Isto não significa o fim dos Kitchen Dates, mas sim uma mudança de direcção. Mantemos o compromisso de um projecto de literacia alimentar com os mesmos ideais. Muito provavelmente até estaremos mais activos na partilha de informação que possa ajudar-te a traçar o teu próprio caminho – seja pela sustentabilidade ou pela saúde, pelo consumo de produtos locais e vegetais ou pela defesa do biológico. Estamos igualmente empenhados em ajudar outras empresas e organizações a melhorar as suas práticas. Há um longo caminho a percorrer e queremos continuar a ser um motor da mudança.

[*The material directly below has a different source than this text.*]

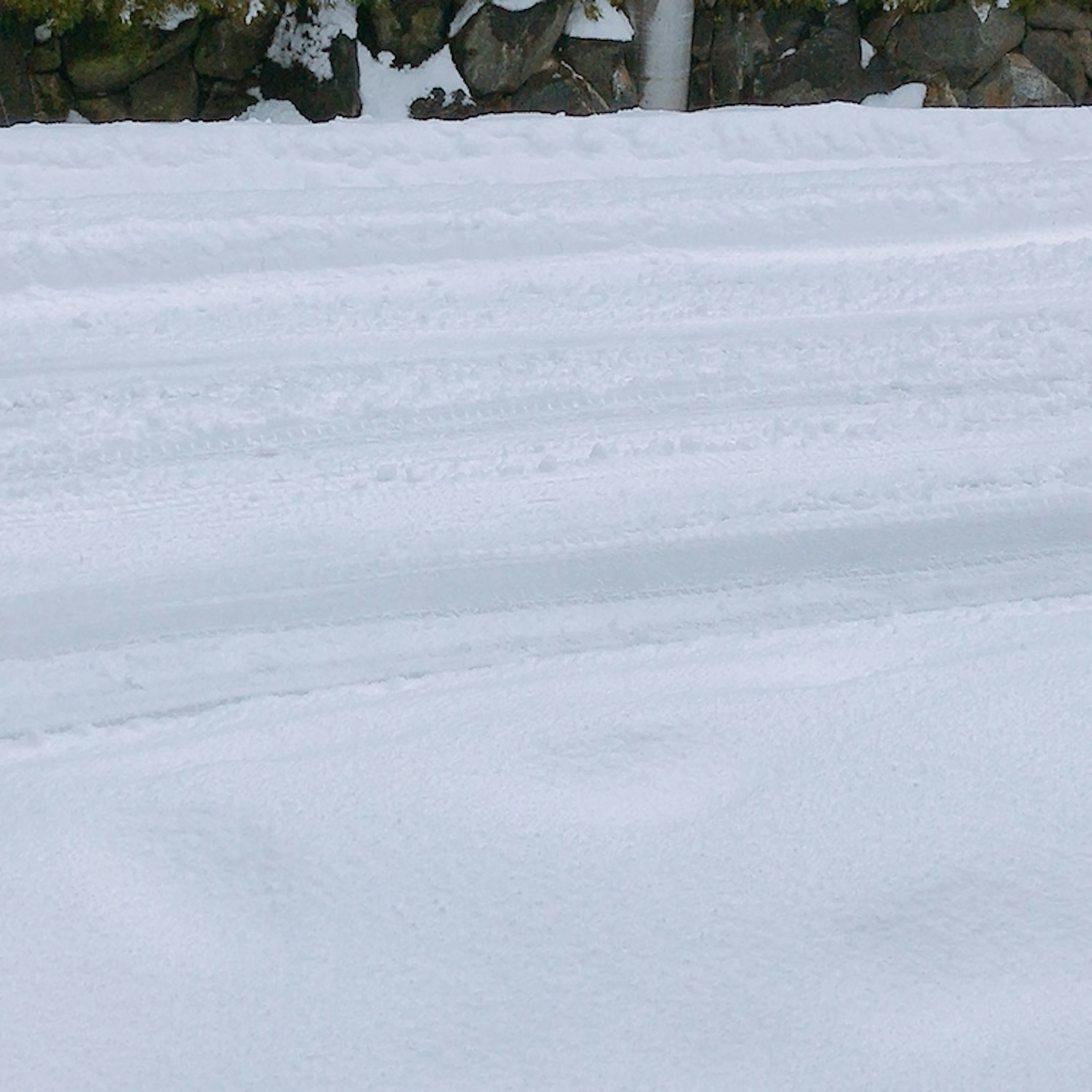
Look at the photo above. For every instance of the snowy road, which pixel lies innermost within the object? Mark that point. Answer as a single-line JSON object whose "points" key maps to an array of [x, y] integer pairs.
{"points": [[462, 494]]}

Vamos manter este formato de takeaway e entregas até ao fim de Fevereiro. Em Março, por enquanto, só temos planos para organizar uma nova série de workshops online que lançaremos entretanto. Se tiveres vouchers nossos por utilizar, podes activá-los em qualquer compra ou inscrição em workshop através do nosso site. A partir de Março teremos ainda outros itens disponíveis para trocar pelos vouchers – como é o caso da nossa loiça. A seu tempo também partilharemos mais informações sobre isso.

Esta é uma mensagem carregada de tristeza e de frustração, mas no meio de tanta angústia e de tantas feridas abertas queremos partilhar contigo uma novidade cheia de alegria: temos um bebé a caminho. E vamos agarrar-nos a ele com toda a força e esperança num futuro mais risonho.

Obrigado por nos acompanhares até aqui. Com ou sem restaurante, esperamos que sigas connosco nesta viagem.